Las denuncias de Fujimori elevan la tensión poselectoral en Perú

La candidata derechista pide en un mitin en Lima a sus seguidores que salgan a protestar contra el «fraude» y exige un recuento «hasta el final»

IVIA UGALDE Bilbao

LLa cuenta atrás para conocer el nombre del ganador de las elecciones presidenciales celebradas hace ocho días en Perú es ya lo más parecido a una bomba de relojería. La tensión se ha disparado en un país profundamente polarizado después de que la noche del sábado -madrugada de ayer en España- la candidata derechista, Keiko Fujimori, animara a sus simpatizantes a tomar las calles para protestar por el «fraude» del que dice ser víctima.

Arropada por miles de seguidores que se manifestaron frente a la sede del Jurado Nacional de Elecciones (JNE) en Lima con pancartas en las que se podía leer «Con mi voto no te metas» y al grito de «El comunismo va a caer», Fujimori exigió un recuento de votos «hasta el final». «No podemos permitir que se escondan todas las trampas que se hicieron en las mesas», aseguró, pese a que la Organización de Estados Americanos (OEA) afirma que los comicios fueron «limpios» y «sin graves irregularidades».

El ambiente se tornó especialmente tenso cuando en las inmediaciones del JNE los afines de Fujimori y su partido, Fuerza Popular, se cruzaron con decenas de partidarios de su rival, el aspirante izquierdista Pedro Castillo, que desde el miércoles realizan una sentada para seguir de cerca el avance del ajustado escrutinio.
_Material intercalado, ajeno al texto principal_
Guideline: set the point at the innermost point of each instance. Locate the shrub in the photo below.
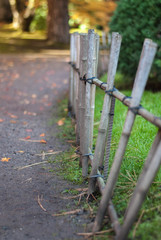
(136, 20)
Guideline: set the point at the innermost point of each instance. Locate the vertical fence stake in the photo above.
(93, 87)
(101, 138)
(88, 118)
(146, 59)
(77, 89)
(71, 80)
(75, 74)
(82, 88)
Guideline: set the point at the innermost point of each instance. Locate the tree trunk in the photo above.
(5, 11)
(58, 28)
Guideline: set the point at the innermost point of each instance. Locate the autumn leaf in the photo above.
(43, 141)
(13, 121)
(13, 116)
(28, 137)
(61, 122)
(42, 135)
(20, 151)
(28, 130)
(5, 159)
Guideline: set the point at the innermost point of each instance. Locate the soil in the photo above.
(30, 88)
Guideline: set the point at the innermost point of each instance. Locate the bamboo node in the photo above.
(110, 91)
(135, 109)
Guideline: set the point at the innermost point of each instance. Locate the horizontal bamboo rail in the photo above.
(127, 101)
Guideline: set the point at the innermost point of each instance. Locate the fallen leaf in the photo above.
(61, 122)
(28, 130)
(42, 135)
(34, 96)
(28, 137)
(13, 121)
(43, 141)
(13, 116)
(5, 159)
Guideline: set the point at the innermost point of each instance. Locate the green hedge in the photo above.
(136, 20)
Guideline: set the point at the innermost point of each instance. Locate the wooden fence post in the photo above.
(77, 88)
(88, 117)
(93, 87)
(71, 80)
(146, 59)
(101, 138)
(75, 73)
(82, 87)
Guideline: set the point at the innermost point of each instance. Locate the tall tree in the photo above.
(57, 21)
(5, 11)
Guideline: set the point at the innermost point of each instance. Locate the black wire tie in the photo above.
(110, 91)
(96, 176)
(135, 109)
(89, 154)
(124, 98)
(102, 84)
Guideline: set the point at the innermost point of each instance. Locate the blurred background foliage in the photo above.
(135, 20)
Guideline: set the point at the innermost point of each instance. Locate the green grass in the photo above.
(139, 144)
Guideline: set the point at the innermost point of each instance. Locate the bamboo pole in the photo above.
(101, 138)
(75, 74)
(71, 81)
(110, 208)
(93, 87)
(88, 117)
(147, 56)
(82, 88)
(77, 89)
(140, 193)
(121, 97)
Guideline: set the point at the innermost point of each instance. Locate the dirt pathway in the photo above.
(29, 90)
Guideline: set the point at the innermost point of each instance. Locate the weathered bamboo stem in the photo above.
(101, 139)
(93, 86)
(75, 74)
(82, 88)
(70, 104)
(140, 193)
(88, 118)
(110, 208)
(77, 90)
(121, 97)
(147, 56)
(109, 138)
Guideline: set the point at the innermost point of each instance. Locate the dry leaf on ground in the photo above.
(61, 122)
(42, 135)
(5, 159)
(43, 141)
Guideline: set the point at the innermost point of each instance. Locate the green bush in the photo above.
(136, 20)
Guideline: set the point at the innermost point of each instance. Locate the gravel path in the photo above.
(30, 87)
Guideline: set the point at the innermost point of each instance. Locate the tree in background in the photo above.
(57, 21)
(5, 11)
(136, 20)
(93, 13)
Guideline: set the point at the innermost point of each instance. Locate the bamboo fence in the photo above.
(83, 81)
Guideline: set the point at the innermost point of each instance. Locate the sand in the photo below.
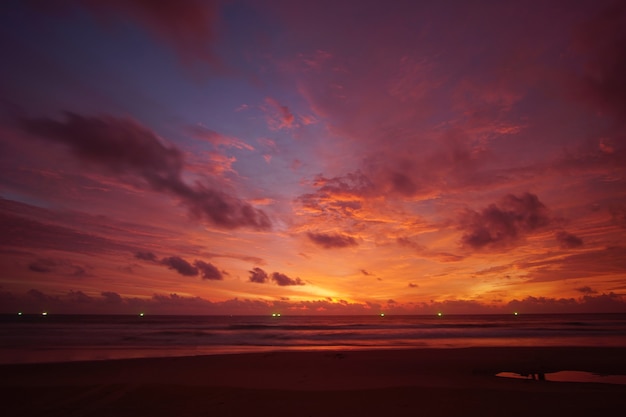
(420, 382)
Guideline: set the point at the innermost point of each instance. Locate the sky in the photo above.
(327, 157)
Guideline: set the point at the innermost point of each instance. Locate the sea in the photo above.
(60, 338)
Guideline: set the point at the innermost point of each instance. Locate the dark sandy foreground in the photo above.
(423, 382)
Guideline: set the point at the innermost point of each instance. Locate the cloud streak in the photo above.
(123, 146)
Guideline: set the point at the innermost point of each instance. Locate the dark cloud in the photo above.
(180, 265)
(112, 297)
(568, 240)
(602, 43)
(20, 229)
(208, 270)
(43, 265)
(340, 195)
(500, 225)
(146, 256)
(123, 146)
(586, 290)
(332, 240)
(258, 275)
(283, 280)
(188, 26)
(618, 215)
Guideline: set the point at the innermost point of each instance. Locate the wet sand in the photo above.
(428, 382)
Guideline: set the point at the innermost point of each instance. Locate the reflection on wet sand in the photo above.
(566, 376)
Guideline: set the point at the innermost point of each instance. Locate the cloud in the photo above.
(146, 256)
(112, 297)
(112, 303)
(602, 43)
(258, 275)
(278, 115)
(283, 280)
(19, 231)
(586, 290)
(568, 241)
(123, 146)
(217, 139)
(500, 225)
(180, 265)
(205, 269)
(43, 265)
(58, 266)
(208, 271)
(188, 26)
(332, 240)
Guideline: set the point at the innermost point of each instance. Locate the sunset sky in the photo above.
(323, 157)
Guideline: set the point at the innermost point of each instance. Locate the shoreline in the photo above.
(325, 383)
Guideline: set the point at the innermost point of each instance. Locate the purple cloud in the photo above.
(568, 241)
(500, 225)
(123, 146)
(208, 270)
(180, 265)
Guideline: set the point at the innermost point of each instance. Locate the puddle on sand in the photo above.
(568, 376)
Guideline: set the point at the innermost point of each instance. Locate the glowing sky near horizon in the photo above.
(244, 157)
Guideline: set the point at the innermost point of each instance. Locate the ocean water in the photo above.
(54, 338)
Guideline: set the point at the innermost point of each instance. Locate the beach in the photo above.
(407, 382)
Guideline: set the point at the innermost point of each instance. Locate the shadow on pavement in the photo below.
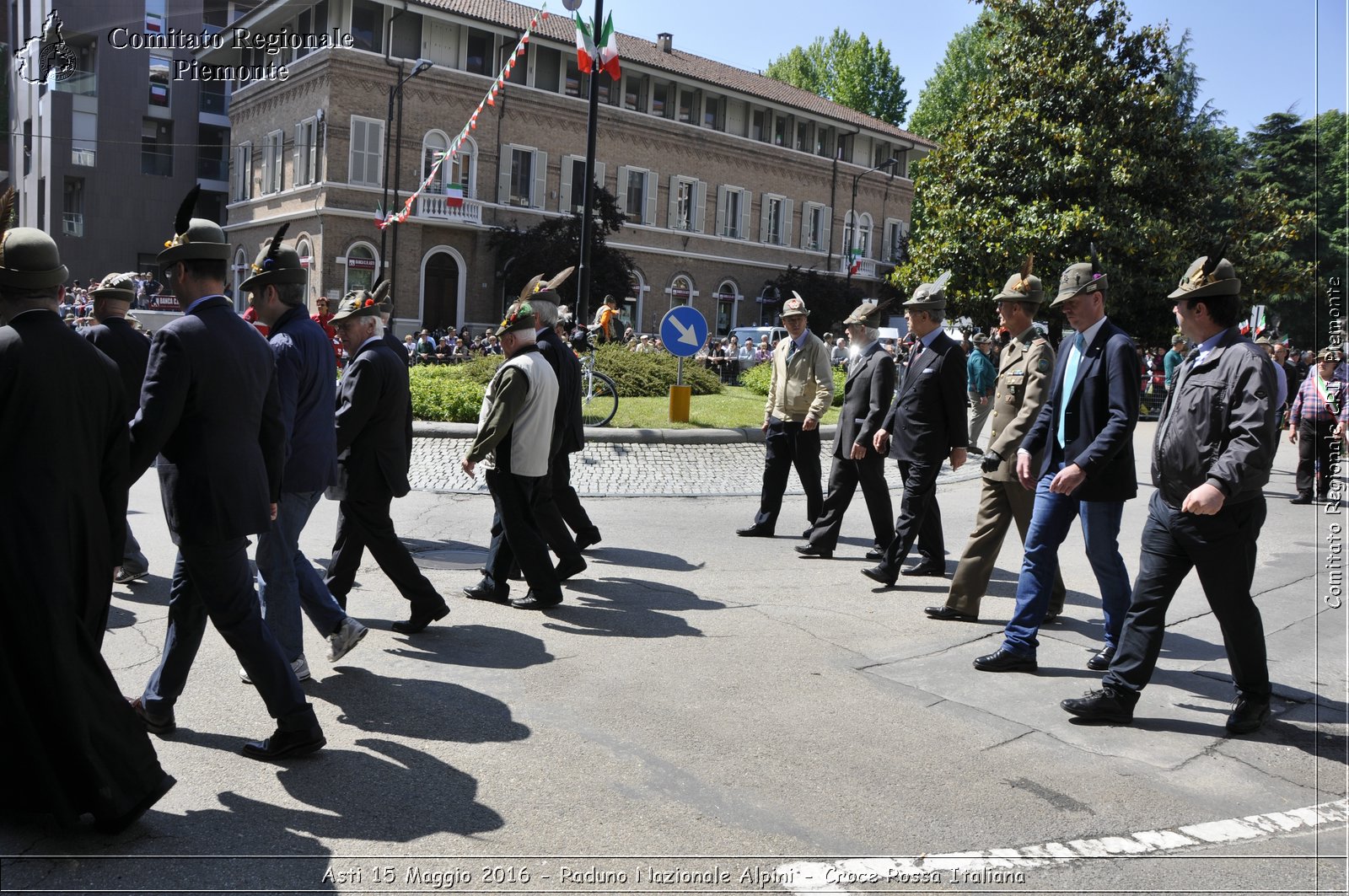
(626, 609)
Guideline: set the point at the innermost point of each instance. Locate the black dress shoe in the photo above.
(422, 619)
(161, 725)
(567, 568)
(530, 602)
(1248, 716)
(1005, 662)
(880, 574)
(483, 591)
(935, 568)
(283, 743)
(1101, 662)
(1101, 706)
(948, 613)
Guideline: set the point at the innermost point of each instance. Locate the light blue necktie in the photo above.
(1070, 381)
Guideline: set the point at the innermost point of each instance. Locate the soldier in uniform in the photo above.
(1023, 378)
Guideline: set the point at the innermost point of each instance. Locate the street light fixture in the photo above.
(422, 65)
(852, 233)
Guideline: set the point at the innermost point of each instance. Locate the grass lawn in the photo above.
(737, 406)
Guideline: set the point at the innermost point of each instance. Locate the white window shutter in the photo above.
(540, 180)
(652, 190)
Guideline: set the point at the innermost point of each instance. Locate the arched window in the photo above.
(359, 270)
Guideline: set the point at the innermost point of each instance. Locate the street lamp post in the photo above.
(852, 233)
(398, 157)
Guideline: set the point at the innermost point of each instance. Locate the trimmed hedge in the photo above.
(755, 379)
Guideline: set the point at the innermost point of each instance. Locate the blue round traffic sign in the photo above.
(683, 331)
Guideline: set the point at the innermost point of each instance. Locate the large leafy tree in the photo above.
(1083, 131)
(553, 244)
(847, 71)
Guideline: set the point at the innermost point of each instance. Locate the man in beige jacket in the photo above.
(799, 392)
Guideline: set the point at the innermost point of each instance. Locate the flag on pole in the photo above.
(609, 51)
(584, 46)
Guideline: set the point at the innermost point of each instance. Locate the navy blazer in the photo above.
(211, 412)
(128, 348)
(374, 426)
(927, 419)
(307, 381)
(867, 395)
(1101, 416)
(568, 428)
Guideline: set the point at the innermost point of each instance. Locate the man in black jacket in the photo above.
(867, 399)
(130, 350)
(1085, 431)
(930, 426)
(374, 449)
(1211, 462)
(211, 412)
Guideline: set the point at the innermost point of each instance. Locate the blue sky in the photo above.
(1256, 56)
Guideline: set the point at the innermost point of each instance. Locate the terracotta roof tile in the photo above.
(642, 51)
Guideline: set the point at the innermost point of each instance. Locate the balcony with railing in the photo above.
(438, 207)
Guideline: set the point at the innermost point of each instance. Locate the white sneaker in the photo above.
(298, 667)
(344, 639)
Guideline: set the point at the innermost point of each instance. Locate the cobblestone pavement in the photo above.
(640, 469)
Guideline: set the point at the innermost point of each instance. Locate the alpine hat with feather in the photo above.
(29, 258)
(195, 238)
(276, 265)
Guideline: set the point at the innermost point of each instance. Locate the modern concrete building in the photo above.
(105, 141)
(726, 177)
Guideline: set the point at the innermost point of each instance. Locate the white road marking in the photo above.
(833, 877)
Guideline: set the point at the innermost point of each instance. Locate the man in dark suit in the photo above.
(130, 351)
(930, 427)
(211, 412)
(374, 449)
(867, 399)
(71, 743)
(1085, 431)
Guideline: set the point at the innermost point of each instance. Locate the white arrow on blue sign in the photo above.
(683, 331)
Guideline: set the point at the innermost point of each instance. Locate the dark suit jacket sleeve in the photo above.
(1121, 370)
(883, 392)
(162, 399)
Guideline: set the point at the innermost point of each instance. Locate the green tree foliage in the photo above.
(1083, 131)
(553, 244)
(847, 71)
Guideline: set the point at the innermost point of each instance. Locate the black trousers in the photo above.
(921, 517)
(516, 537)
(1315, 448)
(1223, 550)
(845, 476)
(788, 444)
(364, 523)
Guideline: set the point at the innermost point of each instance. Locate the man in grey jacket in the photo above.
(1211, 460)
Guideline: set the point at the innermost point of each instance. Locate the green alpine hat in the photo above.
(195, 238)
(276, 265)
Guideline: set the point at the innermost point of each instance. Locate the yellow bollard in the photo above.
(679, 404)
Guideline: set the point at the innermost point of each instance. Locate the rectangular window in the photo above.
(368, 152)
(307, 152)
(157, 148)
(368, 26)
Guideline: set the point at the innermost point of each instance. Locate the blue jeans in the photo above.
(288, 581)
(1050, 523)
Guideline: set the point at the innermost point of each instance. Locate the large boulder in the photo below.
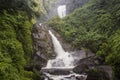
(42, 45)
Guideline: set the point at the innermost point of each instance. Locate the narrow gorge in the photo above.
(59, 40)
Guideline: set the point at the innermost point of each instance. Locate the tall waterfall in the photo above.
(61, 11)
(61, 67)
(63, 59)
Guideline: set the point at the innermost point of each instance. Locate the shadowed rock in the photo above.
(57, 71)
La confluencia de ambos grupos obligó a intervenir a decenas de policías que, provistos de escudos, formaron un cordón para evitar que estallaran enfrentamientos.

Revisión de actas

Los magistrados del JNE se encuentran revisando las impugnaciones de votos y de actas de mesa, una tarea que puede demorar varios días, antes de proclamar al vencedor. No obstante, todo apunta a que la banda presidencial recaerá en Castillo, que ayer instó a sus afines a mantener la «tranquilidad» en un momento «crítico». Anoche, con el 99,93% de los votos validados, cosechaba un 50,14% de apoyos frente al 49,86% de Fujimori.

El Ministerio de Exteriores, por su parte, envió ayer sendas notas de protesta al Gobierno boliviano y al de Nicaragua por felicitar a Castillo y considerarle el «presidente electo» pese a que aún no se han proclamado los resultados. La Cancillería peruana ya tuvo que hacer lo mismo con Argentina después de que su mandatario adjudicara la victoria al izquierdista.